Thursday 25 Apr 2024
By
main news image

This article first appeared in The Edge Financial Daily on February 6, 2020

KUALA LUMPUR: ChemOne Group, the Singapore-based oil and gas, petrochemicals and natural resources conglomerate, yesterday launched a US$3.38 billion (RM13.96 billion) aromatics plant in Johor, with construction scheduled to start in the second half of 2020.

The project — dubbed the Pengerang Energy Complex (PEC) — aims to be a world-class petrochemical hub that will add value to Malaysia’s downstream oil and gas value chain, ChemOne said in a statement.

The complex, which is scheduled for development across four years, will have a processing capacity of 150,000 barrels per day of condensate plus side feed of naphtha, an aromatics output of 2.3 million tonnes per annum, energy products output of 3.9 million tonnes per annum, and hydrogen of 50,000 tonnes per annum.

The condensate splitter will produce heavy aromatics naphtha, a primary feedstock for the aromatics plant, said ChemOne.

“At full capacity, expected from 2024, PEC is expected to generate an annual export turnover of US$5 billion for Malaysia,” it said.

“ChemOne is excited to announce this groundbreaking project and intend to deliver a successful project given its track record and the strong support it enjoys from stakeholders who share similar ambitions and expertise,” Edwin Seow, ChemOne principal in the chairman’s office, said in the statement.
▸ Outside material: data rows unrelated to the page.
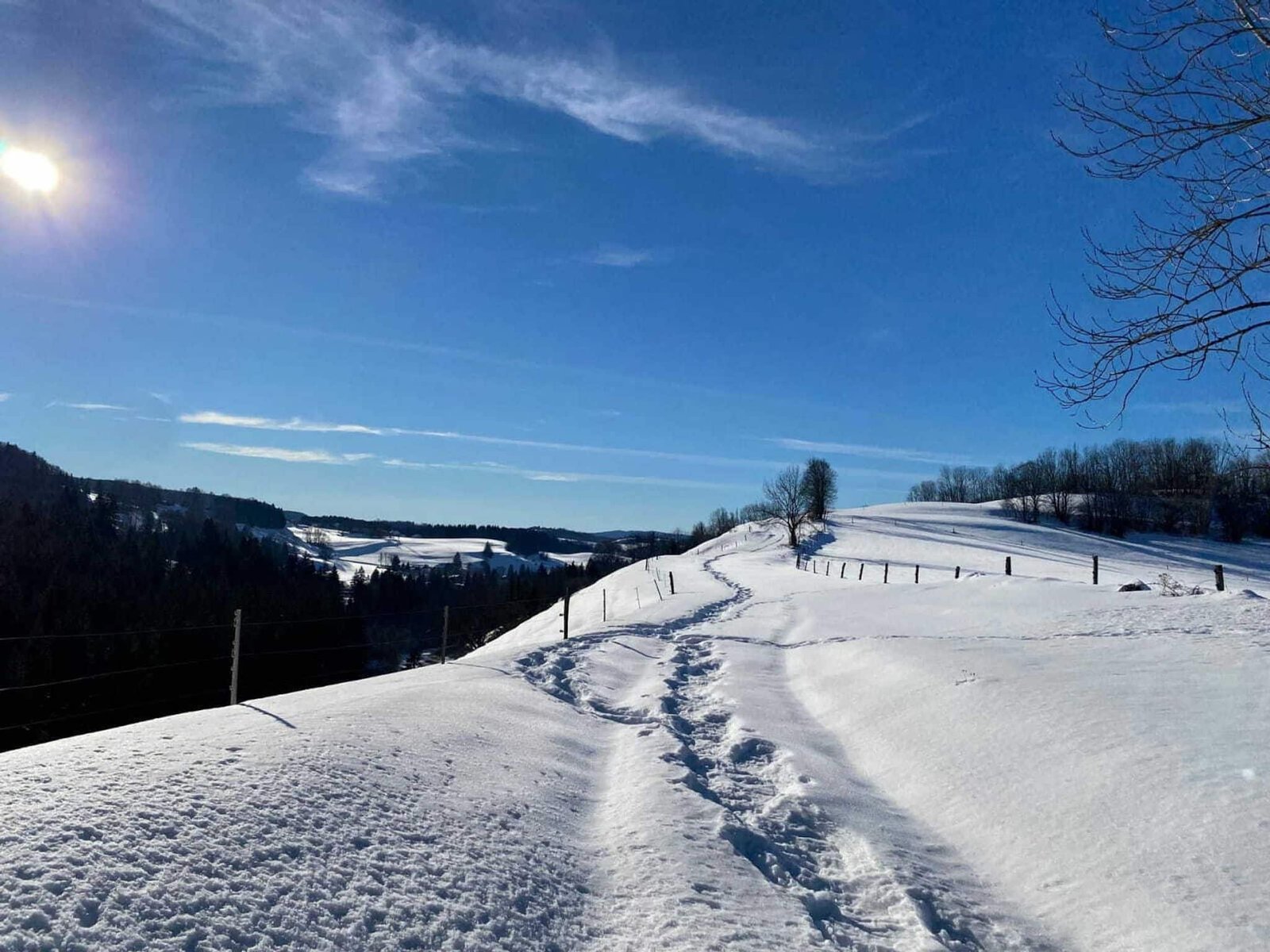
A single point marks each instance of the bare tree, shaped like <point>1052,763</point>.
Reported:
<point>784,501</point>
<point>1194,111</point>
<point>819,488</point>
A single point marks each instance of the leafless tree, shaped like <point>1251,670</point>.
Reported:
<point>785,501</point>
<point>1191,109</point>
<point>819,488</point>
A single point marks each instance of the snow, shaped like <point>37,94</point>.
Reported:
<point>768,759</point>
<point>349,552</point>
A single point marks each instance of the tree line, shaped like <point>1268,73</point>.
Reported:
<point>124,615</point>
<point>1191,486</point>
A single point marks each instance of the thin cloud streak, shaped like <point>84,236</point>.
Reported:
<point>914,456</point>
<point>264,423</point>
<point>550,476</point>
<point>387,90</point>
<point>619,257</point>
<point>300,425</point>
<point>92,408</point>
<point>279,455</point>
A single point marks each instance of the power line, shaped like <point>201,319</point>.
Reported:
<point>112,710</point>
<point>111,674</point>
<point>114,634</point>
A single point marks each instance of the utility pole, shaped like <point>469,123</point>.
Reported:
<point>565,613</point>
<point>238,649</point>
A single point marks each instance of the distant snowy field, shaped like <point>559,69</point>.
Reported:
<point>768,759</point>
<point>351,552</point>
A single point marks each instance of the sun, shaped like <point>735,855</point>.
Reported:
<point>29,171</point>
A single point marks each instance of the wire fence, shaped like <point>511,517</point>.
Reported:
<point>855,569</point>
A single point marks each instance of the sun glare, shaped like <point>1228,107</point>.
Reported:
<point>29,171</point>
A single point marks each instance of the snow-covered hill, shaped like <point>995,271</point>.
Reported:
<point>347,552</point>
<point>770,758</point>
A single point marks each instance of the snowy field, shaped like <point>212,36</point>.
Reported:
<point>351,552</point>
<point>768,759</point>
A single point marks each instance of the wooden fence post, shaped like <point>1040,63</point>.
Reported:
<point>238,651</point>
<point>565,613</point>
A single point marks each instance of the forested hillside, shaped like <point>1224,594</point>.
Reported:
<point>120,608</point>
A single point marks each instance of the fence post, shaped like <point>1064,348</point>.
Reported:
<point>238,651</point>
<point>565,609</point>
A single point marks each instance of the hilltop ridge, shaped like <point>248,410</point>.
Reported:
<point>768,758</point>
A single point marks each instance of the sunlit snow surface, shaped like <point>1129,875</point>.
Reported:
<point>768,759</point>
<point>348,552</point>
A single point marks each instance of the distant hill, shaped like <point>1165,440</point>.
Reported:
<point>25,476</point>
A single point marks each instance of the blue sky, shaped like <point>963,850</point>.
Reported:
<point>545,263</point>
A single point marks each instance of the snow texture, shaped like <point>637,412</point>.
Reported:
<point>770,758</point>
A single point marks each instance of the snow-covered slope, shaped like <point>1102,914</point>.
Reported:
<point>349,552</point>
<point>766,759</point>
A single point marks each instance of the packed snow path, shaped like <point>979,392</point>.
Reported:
<point>768,759</point>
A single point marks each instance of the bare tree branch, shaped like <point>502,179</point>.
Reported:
<point>1193,286</point>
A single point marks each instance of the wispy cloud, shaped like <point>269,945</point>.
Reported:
<point>93,408</point>
<point>286,456</point>
<point>552,476</point>
<point>264,423</point>
<point>619,257</point>
<point>914,456</point>
<point>385,89</point>
<point>302,425</point>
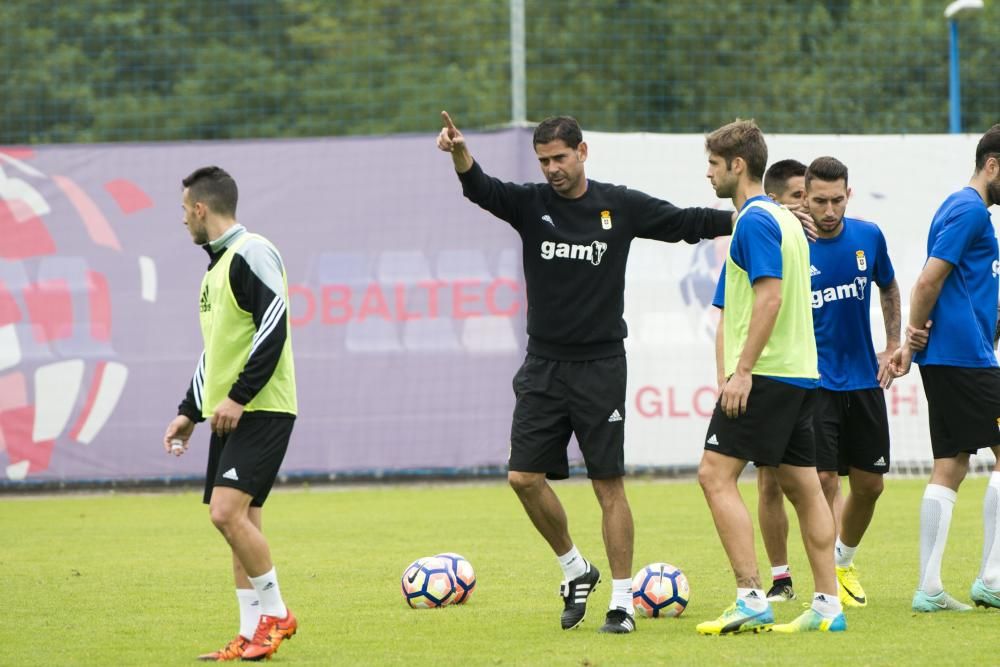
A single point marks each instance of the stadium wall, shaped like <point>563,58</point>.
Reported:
<point>407,301</point>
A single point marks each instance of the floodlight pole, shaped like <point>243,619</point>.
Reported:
<point>518,69</point>
<point>952,12</point>
<point>954,81</point>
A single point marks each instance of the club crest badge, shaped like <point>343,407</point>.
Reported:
<point>606,219</point>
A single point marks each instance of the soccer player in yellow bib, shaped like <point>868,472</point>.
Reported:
<point>245,386</point>
<point>765,410</point>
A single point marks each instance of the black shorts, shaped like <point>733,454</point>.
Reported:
<point>852,431</point>
<point>963,407</point>
<point>558,398</point>
<point>248,458</point>
<point>776,429</point>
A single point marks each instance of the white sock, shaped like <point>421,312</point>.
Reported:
<point>990,570</point>
<point>843,554</point>
<point>826,605</point>
<point>269,594</point>
<point>935,520</point>
<point>755,598</point>
<point>249,611</point>
<point>573,563</point>
<point>621,595</point>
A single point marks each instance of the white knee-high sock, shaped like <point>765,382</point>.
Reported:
<point>621,595</point>
<point>267,589</point>
<point>249,611</point>
<point>573,564</point>
<point>989,572</point>
<point>935,520</point>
“With the petrochemical market set to pick up further, PEC is poised to deliver profitable growth while creating gainful local employment and moving Malaysia further up the value chain in the petrochemical sector,” he said.

ChemOne is the master developer and majority shareholder through its sponsorship in PEC.

Maire Tecnimont SpA of Italy is ChemOne’s engineering, procurement, construction and commissioning partner for the project, while UOP is PEC’s technology provider.